Ishibashi Y, Duncker D J, Zhang J, Bache R J
Department of Medicine, University of Minnesota Medical School, Minneapolis 55455, USA.
Circ Res. 1998 Feb 23;82(3):346-59. doi: 10.1161/01.res.82.3.346.

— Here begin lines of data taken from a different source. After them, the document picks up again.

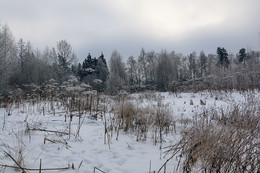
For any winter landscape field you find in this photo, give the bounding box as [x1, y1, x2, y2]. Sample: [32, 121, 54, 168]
[0, 0, 260, 173]
[0, 90, 260, 173]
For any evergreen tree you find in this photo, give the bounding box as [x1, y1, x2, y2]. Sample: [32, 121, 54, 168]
[238, 48, 246, 63]
[217, 47, 230, 68]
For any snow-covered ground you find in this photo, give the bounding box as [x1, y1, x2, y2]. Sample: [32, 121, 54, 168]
[0, 91, 260, 173]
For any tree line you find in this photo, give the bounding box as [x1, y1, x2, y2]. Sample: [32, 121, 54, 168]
[0, 24, 260, 95]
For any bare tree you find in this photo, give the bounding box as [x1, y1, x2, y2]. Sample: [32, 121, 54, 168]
[108, 50, 126, 94]
[0, 25, 17, 94]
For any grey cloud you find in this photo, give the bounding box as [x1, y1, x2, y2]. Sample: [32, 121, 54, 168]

We previously reported that combined blockade of adenosine receptors and ATP-sensitive K+ channels (K+(ATP) channels) blunted but did not abolish the response of coronary blood flow to exercise. This study tested the hypothesis that the residual increase in coronary flow in response to exercise after adenosine receptor and K+(ATP) channel blockade is dependent on endogenous NO. Dogs were studied at rest and during a four-stage treadmill exercise protocol under control conditions, during K+(ATP) channel blockade with glibenclamide (50 microg x kg(-1) x min(-1) i.c.) in the presence of adenosine receptor blockade with 8-phenyltheophylline (8-PT, 5 mg/kg i.v.), and after the addition of the NO synthase inhibitor N(G)-nitro-L-arginine (LNNA, 1.5 mg/kg i.c.). During control conditions, coronary blood flow was 49 +/- 3 mL/min at rest and increased to 92 +/- 8 mL/min at peak exercise. LNNA alone or in combination with 8-PT did not alter resting coronary flow and did not impair the normal increase in flow during exercise, indicating that when K+(ATP) channels are intact, neither NO nor adenosine-dependent mechanisms are obligatory for maintaining coronary blood flow. Combined K+(ATP) channel and adenosine blockade decreased resting coronary flow to 27 +/- 3 mL/min (P<.05), but exercise still increased flow to 45 +/- 5 mL/min (P<.05). The subsequent addition of LNNA further decreased resting coronary flow to 20 +/- 2 mL/min and markedly blunted exercise-induced coronary vasodilation (coronary vascular conductance, 0.20 +/- 0.03 mL x min(-1) x mm Hg(-1) at rest versus 0.24 +/- 0.04 mL x min(-1) x mm Hg(-1) during the heaviest level of exercise; P=.22), so that coronary flow both at rest and during exercise was below the control resting level. The findings suggest that K+(ATP) channels are critical for maintaining coronary vasodilation at rest and during exercise but that when K+(ATP) channels are blocked, both adenosine and NO act to increase coronary blood flow during exercise. In the presence of combined K+(ATP) channel blockade and adenosine receptor blockade, NO was able to produce approximately one quarter of the coronary vasodilation that occurred in response to exercise when all vasodilator systems were intact.
我们之前报道过,联合阻断腺苷受体和ATP敏感性钾通道(K⁺(ATP)通道)可减弱但并未消除冠状动脉血流对运动的反应。本研究检验了以下假设:在腺苷受体和K⁺(ATP)通道被阻断后,运动引起的冠状动脉血流残余增加依赖于内源性一氧化氮(NO)。研究了犬在静息状态下以及在四个阶段的跑步机运动方案过程中的情况,分别处于对照条件下、在用格列本脲(50μg·kg⁻¹·min⁻¹,腹腔注射)阻断K⁺(ATP)通道且同时用8-苯基茶碱(8-PT,5mg/kg,静脉注射)阻断腺苷受体的情况下,以及在添加一氧化氮合酶抑制剂N(G)-硝基-L-精氨酸(LNNA,1.5mg/kg,腹腔注射)之后。在对照条件下,静息时冠状动脉血流为49±3mL/min,运动峰值时增加至92±8mL/min。单独使用LNNA或与8-PT联合使用均未改变静息冠状动脉血流,也未损害运动期间血流的正常增加,这表明当K⁺(ATP)通道完整时,NO和腺苷依赖性机制对于维持冠状动脉血流并非必需。联合阻断K⁺(ATP)通道和腺苷可使静息冠状动脉血流降至27±3mL/min(P<0.05),但运动仍使血流增加至45±5mL/min(P<0.05)。随后添加LNNA进一步使静息冠状动脉血流降至20±2mL/min,并显著减弱运动诱导的冠状动脉血管舒张(冠状动脉血管传导性,静息时为0.20±0.03mL·min⁻¹·mmHg⁻¹,运动最剧烈时为0.24±0.04mL·min⁻¹·mmHg⁻¹;P = 0.22),以至于静息和运动时的冠状动脉血流均低于对照静息水平。这些发现表明,K⁺(ATP)通道对于在静息和运动时维持冠状动脉血管舒张至关重要,但当K⁺(ATP)通道被阻断时,腺苷和NO在运动期间均发挥作用以增加冠状动脉血流。在联合阻断K⁺(ATP)通道和腺苷受体的情况下,NO能够产生在所有血管舒张系统完整时运动引起的冠状动脉血管舒张的约四分之一。